We affirm the trial court’s summary judgment on the causes of action that Carolyn Westphal asserts in her individual capacity and as representative of Michael Westphal’s estate. We reverse the summary judgment as it applies to Eric Westphal’s claims, and we remand those causes of action for further proceedings.
SEERDEN, C.J., dissents.
. The dissent contends the record does not show that the Westphals were led to believe the urinary tract bleeding was curable. This is an inference we drew in favor of the Westphals, the nonmovants in this case, based on the following factors:
* Carolyn Westphal testified that her husband sought prompt and continual medical treatment for the urinary tract bleeding.
* During the course of treatment for the urinary tract bleeding, either Dr. Weiner or Dr. Heard (the context of the testimony does not specify which doctor) told the Westphals about the healing process.

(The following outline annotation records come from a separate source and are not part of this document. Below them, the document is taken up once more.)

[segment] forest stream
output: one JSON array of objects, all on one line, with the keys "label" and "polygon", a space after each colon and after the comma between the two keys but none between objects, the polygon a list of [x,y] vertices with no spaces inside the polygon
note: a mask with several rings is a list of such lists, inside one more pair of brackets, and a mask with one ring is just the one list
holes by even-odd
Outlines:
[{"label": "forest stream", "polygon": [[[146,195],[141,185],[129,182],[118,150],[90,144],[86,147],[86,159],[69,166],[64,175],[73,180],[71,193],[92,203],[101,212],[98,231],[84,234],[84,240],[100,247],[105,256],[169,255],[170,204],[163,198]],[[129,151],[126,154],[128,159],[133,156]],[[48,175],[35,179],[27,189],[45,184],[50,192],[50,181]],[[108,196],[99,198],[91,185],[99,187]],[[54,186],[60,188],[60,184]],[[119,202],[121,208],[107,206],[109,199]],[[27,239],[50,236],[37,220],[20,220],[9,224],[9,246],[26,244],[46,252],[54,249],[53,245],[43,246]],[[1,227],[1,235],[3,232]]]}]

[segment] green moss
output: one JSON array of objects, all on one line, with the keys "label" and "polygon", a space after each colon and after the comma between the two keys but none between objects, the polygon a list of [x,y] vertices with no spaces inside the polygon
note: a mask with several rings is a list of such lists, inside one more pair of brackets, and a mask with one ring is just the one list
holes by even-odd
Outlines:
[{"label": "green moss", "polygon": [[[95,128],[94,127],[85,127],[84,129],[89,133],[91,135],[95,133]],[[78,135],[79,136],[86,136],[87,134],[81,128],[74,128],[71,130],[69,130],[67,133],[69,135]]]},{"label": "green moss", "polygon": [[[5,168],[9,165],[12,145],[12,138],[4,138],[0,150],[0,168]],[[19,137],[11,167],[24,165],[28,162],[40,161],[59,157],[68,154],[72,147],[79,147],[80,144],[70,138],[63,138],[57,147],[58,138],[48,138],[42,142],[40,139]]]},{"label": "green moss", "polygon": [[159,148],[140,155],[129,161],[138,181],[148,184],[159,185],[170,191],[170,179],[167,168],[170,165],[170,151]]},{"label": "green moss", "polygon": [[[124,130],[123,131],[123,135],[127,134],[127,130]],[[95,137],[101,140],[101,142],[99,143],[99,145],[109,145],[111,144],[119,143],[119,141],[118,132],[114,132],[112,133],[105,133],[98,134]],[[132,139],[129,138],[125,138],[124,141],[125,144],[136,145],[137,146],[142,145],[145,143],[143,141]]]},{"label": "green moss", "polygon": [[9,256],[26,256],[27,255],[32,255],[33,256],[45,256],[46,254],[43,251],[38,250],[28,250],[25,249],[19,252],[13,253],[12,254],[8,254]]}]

* After the doctor explained the healing process, Michael Westphal thought he was going to recover and Carolyn Westphal understood that her husband’s problems were healing.
Either the Westphals believed the urinary tract bleeding was curable because of what their doctors told them, or they formed this belief despite what their doctors told them. Considering Carolyn Westphal’s testimony in light of the standard of review for summary judgments, we infer that the Westphals were led to believe the urinary tract bleeding was curable.